3- Watches (even analog ones) not allowed

4- They gave me a PC with a non-working microphone, retried the microphone test thrice until the idiot administrator believed me it is not working.

5- Noise cancellation headphones are not really cancelling any noise. (funny, the brand name is KOSS, only Arabs on the forum will relate LOL  )

6- Speaking or working while other people are speaking into their microphones in the room is difficult, why don't they provide soundproof stalls?????? For the money they are charging they should

7- Speaking test is way more difficult than IELTS (in my four recent IELTS General attempts I always scored 8.5 and 9 in speaking, I highly doubt I will fare well in TOEFL speaking)
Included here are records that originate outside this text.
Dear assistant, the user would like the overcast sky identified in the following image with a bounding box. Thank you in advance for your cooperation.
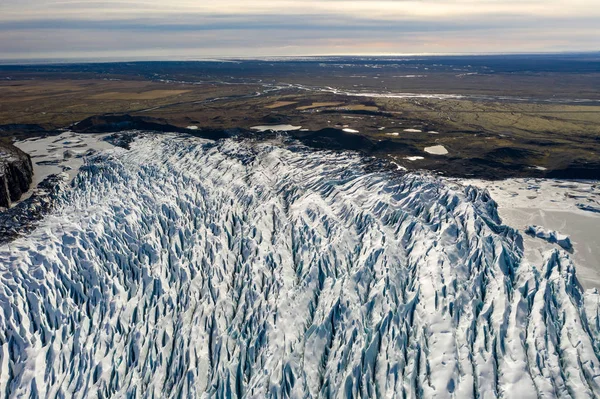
[1,0,598,60]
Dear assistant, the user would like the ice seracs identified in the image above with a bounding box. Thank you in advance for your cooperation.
[1,133,599,398]
[526,225,573,250]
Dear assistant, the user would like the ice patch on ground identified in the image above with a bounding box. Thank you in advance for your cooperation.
[251,124,302,132]
[424,145,449,155]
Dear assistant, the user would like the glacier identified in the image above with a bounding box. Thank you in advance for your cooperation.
[1,133,600,398]
[525,226,573,252]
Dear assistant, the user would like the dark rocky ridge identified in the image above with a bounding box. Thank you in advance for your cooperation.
[0,142,33,208]
[6,114,600,181]
[0,123,48,136]
[73,115,232,141]
[71,114,192,134]
[0,173,66,244]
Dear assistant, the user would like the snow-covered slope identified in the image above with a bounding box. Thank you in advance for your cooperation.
[1,134,599,398]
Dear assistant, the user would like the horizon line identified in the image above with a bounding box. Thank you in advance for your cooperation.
[1,50,599,67]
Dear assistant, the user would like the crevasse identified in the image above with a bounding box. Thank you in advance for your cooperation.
[0,134,599,398]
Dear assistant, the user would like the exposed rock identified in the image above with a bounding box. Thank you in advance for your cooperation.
[0,123,48,136]
[290,127,376,151]
[104,132,139,149]
[260,113,291,124]
[0,173,68,244]
[547,160,600,180]
[71,114,192,134]
[0,141,34,208]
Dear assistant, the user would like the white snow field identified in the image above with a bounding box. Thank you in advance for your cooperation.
[1,134,600,398]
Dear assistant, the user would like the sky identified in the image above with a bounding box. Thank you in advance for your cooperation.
[1,0,599,61]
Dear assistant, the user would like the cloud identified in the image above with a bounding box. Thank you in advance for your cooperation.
[3,0,597,21]
[0,0,598,60]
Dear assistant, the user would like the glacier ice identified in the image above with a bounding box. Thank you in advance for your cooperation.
[525,225,573,251]
[1,133,599,398]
8- Reading is TOO ACADEMIC, even more academic than IELTS Academic, so for those who think TOEFL is a good alternative to IELTS General for immigration purposes, think twice.
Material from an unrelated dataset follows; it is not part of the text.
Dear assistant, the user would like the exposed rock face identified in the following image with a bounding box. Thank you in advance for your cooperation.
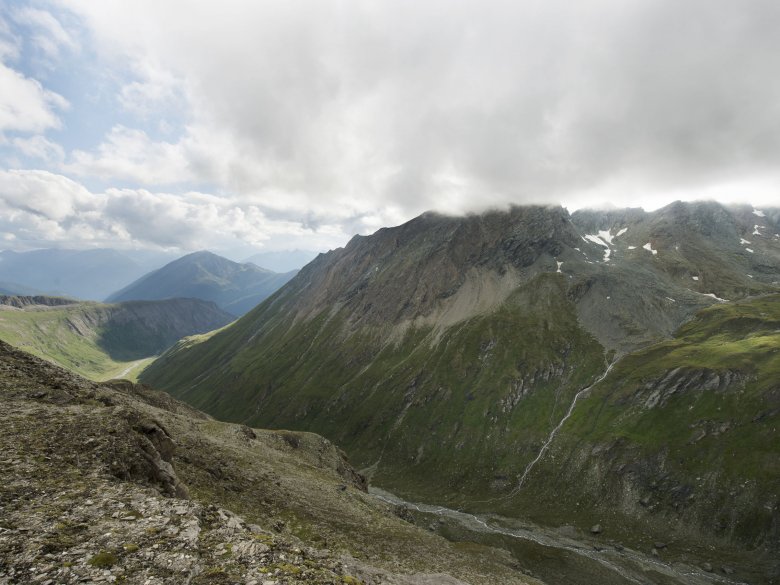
[0,295,78,308]
[637,367,749,409]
9- Listening requires taking lots of notes while listening to be able to answer, unlike IELTS where you listen while you hold the question booklet and can scribble the answer directly. Listening is much more difficult than IELTS Listening, besides it's also academic. 

10- Only plus side is writing, where you have a keyboard and a word counter. 






Verdict : if you are trying to apply for immigration, IELTS General (unless Academic is required by your assessment authority) is your best bet, then IELTS Academic. I highly do NOT recommend TOEFL. 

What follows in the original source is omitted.